Trilantic Capital Partners V has collected about $2.1 billion and is seeking a maximum of $168 million more, according to documents filed with the US Securities and Exchange Commission. The funds raised include equity from the general partner.
By early July, Trilantic had collected about $1.9 billion, according to SEC documents. At the time it wasn’t clear if the firm expected to exceed its target. While market sources and SEC documents say the hard-cap is $2.25 billion, documents from the Pennsylvania State Employees’ Retirement System list the hard-cap as $3 billion.
Trilantic, which is using Evercore as its placement agent, did not return a request for comment by press time.
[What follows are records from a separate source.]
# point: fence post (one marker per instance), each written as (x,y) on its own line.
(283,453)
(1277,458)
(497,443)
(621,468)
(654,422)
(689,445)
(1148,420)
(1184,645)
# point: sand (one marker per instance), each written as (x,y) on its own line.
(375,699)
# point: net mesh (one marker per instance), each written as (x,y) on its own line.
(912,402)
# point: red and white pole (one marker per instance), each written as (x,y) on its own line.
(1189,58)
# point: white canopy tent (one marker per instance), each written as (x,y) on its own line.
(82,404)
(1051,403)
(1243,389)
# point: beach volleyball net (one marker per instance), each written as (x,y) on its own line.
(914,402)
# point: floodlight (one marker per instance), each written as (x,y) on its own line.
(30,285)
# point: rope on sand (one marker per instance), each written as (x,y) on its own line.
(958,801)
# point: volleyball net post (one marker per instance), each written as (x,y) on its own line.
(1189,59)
The fund has received a commitment from PSERS, as well as the New York City Fire Department Pension Fund and Luxembourg-based investment firm Reinet Investments, according to Private Equity International’s Research and Analytics division.
Trilantic is the former private equity division of Lehman Brothers Merchant Banking. The firm, led by five partners from Lehman Brothers, kept Fund V’s name as an extension of the bank’s fund family. The firm also has a separate European division, which invests from its European-focused Fund IV.
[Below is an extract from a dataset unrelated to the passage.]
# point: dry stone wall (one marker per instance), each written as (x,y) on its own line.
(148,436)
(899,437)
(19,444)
When Trilantic started in 2009 it had about $1.7 billion of dry powder from its global Fund IV. The 2007 vintage fund was generating a 1.7x gross multiple and a 16.6 percent net internal rate of return as of 2012, according to PSERS documents.
Fund V will invest between $50 million and $200 million per deal in control or significant minority investments throughout North America’s mid-market. The firm’s portfolio includes North American-focused Houston International Insurance Group and offshore oil and gas services provider Cross Holdings.